FIG. 5 is a block diagram of a system architecture 500 for selectively reducing variable-length input data such as variable-length input data 210 for a collective operation in accordance with some embodiments. In the illustrated example, process_0 202, process_1 204, and process_2 206 perform selective reduction of variable-length input data 210 at data exchange circuitry 502 before sending the data to the receiving processes. For example, process_0 202 sends variable-length input data (dataxy, dataxz) to receive buffer 512 of the data exchange circuitry 502. Process_1 204 sends variable-length input data (datayx, datayz) to receive buffer 514 of the data exchange circuitry 502, and process_2 206 sends variable-length input data (datazx, datazy) to receive buffer 516 of the data exchange circuitry 502. The receive buffers 512, 514, 516 are allocated based on the respective sizes of the variable-length input data. Because the receive buffers 512, 514, 516 have variable sizes to accommodate the variable-length input data, the VQ-collective implemented as illustrated in FIG. 5 is identical to a V-collective from the perspective of the sending processes.

The data exchange circuitry 502 compares the aggregate amounts of data sent to each of the processes 202, 204, 206 to the predetermined limit 325 and allocates send buffers 522, 524, 526 and receive buffers 532, 534, 536 for each of the processes 202, 204, 206 that are sized to store data having a size up to the predetermined limit 325. Quantizer 504 selectively reduces (i.e., quantizes and/or compresses) data stored at receive buffer 512 that exceeds the predetermined limit 325 and stores the selectively reduced data at the send buffer 522. Quantizer 506 selectively reduces data stored at receive buffer 514 that exceeds the predetermined limit 325 and stores the selectively reduced data at the send buffer 524. Quantizer 508 selectively reduces data stored at receive buffer 516 that exceeds the predetermined limit 325 and stores the selectively reduced data at the send buffer 526. The data exchange circuitry 502 then transmits the selectively reduced data to the receive buffers 532, 534, 536 of the respective processes 202, 204, 206 such that process_0 202 receives modified precision data (mod_precision_datayx, mod_precision_datazx), process_1 204 receives modified precision data (mod_precision_dataxy, mod_precision_datazy), and process_2 206 receives modified precision data (mod_precision_dataxz, mod_precision_datayz).
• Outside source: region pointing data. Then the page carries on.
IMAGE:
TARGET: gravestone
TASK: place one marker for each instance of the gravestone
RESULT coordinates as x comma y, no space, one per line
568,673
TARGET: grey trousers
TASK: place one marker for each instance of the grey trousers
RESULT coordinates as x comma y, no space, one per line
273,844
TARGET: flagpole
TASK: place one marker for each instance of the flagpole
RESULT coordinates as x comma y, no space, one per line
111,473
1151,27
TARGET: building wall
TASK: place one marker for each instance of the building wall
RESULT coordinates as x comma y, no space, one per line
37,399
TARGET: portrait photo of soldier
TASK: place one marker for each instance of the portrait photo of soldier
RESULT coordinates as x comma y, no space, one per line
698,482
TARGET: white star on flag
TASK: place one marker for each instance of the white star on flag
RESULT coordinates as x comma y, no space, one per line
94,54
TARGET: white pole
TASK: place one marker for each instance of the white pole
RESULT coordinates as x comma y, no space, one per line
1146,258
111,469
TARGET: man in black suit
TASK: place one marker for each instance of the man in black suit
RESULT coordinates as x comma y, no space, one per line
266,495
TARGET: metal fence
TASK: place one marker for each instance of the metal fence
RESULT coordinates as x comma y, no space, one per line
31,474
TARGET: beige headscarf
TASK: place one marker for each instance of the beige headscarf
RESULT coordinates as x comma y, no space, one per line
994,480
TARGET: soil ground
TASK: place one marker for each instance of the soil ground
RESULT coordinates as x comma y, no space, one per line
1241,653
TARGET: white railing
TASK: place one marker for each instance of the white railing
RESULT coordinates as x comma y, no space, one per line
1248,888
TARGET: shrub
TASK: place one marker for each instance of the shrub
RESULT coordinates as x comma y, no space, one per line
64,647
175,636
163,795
In some embodiments, the data exchange circuitry 502 is implemented within each of the processes 202, 204, 206. In such implementations, prior to selectively reducing the variable-length input data, each of the processes 202, 204, 206 exchanges information regarding the quantity of data each process is sending to each of the other processes. Each process 202, 204, 206 adds the amount of data it will be receiving from each of the processes to calculate an aggregate amount of data which it compares to the predetermined limit 325. If the aggregate amount of data exceeds the predetermined limit 325, the receiving process communicates to the other processes the amount by which the aggregate amount of data exceeds the predetermined limit 325. The sending processes 202, 204, 206 selectively reduce the variable-length input data accordingly and complete the data transfer to the receiving processes.
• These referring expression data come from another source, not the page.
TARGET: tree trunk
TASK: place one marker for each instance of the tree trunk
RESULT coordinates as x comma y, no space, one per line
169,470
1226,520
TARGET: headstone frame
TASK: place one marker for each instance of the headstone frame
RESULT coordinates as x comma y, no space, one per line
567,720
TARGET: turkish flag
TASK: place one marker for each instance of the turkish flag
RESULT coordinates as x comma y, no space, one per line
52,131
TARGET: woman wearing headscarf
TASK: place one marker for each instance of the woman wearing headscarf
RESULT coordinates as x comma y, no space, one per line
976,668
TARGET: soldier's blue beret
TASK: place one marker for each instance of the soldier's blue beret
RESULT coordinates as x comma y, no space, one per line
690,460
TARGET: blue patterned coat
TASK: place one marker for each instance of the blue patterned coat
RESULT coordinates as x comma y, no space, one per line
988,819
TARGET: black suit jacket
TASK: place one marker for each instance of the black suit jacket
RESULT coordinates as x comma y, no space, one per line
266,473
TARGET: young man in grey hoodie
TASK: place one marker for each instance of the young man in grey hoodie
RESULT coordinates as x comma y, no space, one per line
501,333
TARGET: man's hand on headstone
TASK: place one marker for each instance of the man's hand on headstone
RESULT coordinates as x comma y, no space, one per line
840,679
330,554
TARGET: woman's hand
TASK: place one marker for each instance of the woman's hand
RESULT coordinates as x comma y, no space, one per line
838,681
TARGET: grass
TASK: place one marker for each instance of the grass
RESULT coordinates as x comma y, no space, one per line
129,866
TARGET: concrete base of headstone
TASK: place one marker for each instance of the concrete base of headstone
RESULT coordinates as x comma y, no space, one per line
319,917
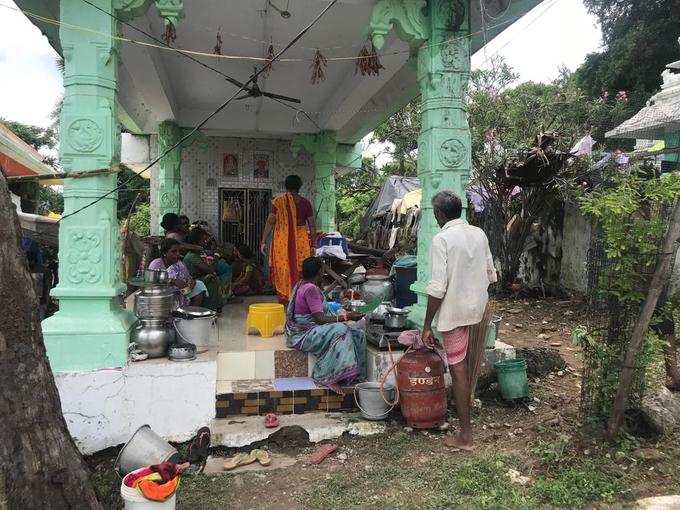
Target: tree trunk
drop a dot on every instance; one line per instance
(637, 338)
(40, 466)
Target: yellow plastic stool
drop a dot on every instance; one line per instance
(265, 318)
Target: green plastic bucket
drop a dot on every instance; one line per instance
(512, 378)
In some embodiments, the sending processes 202, 204, 206 implement the selective reduction of variable-length input data in software. The sending processes 202, 204, 206 then invoke an F-collective operation and reverse the selective reduction (i.e., quantization and/or compression) in software at the receiving process 202, 204, 206.

FIG. 6 is a block diagram of a system architecture 600 implementing a network device for selectively reducing variable-length input data such as variable-length input data 210 for a collective operation in accordance with some embodiments. In the illustrated example, each of the processes participating in the collective operation is a parallel processor such as parallel processor 115 that is connected to each of the other processes via network devices such as network interface circuitry 604, 616, and a switch 610.

The network interface circuitry 604, 616 is implemented as a network interface card (NIC) or smart NIC in some embodiments. The network interface circuitry 604, 616 is a hardware component that converts data packages to signals spread throughout the network. In some implementations, the network interface circuitry 604, 616 includes one or more accelerators or other processors configured to perform tasks such as networking, storage, security, data processing, load balancing, network management, and data compression and decompression. In the illustrated example, the network interface circuitry 604 includes a compressor 606 and a transmit buffer 608. The compressor is implemented as software and/or hardware configured to quantize and/or compress variable length input data 210 that exceeds the predetermined limit 325. The transmit buffer 608 is a buffer that is sized to store up to the predetermined limit 325 of data (i.e., Sxc).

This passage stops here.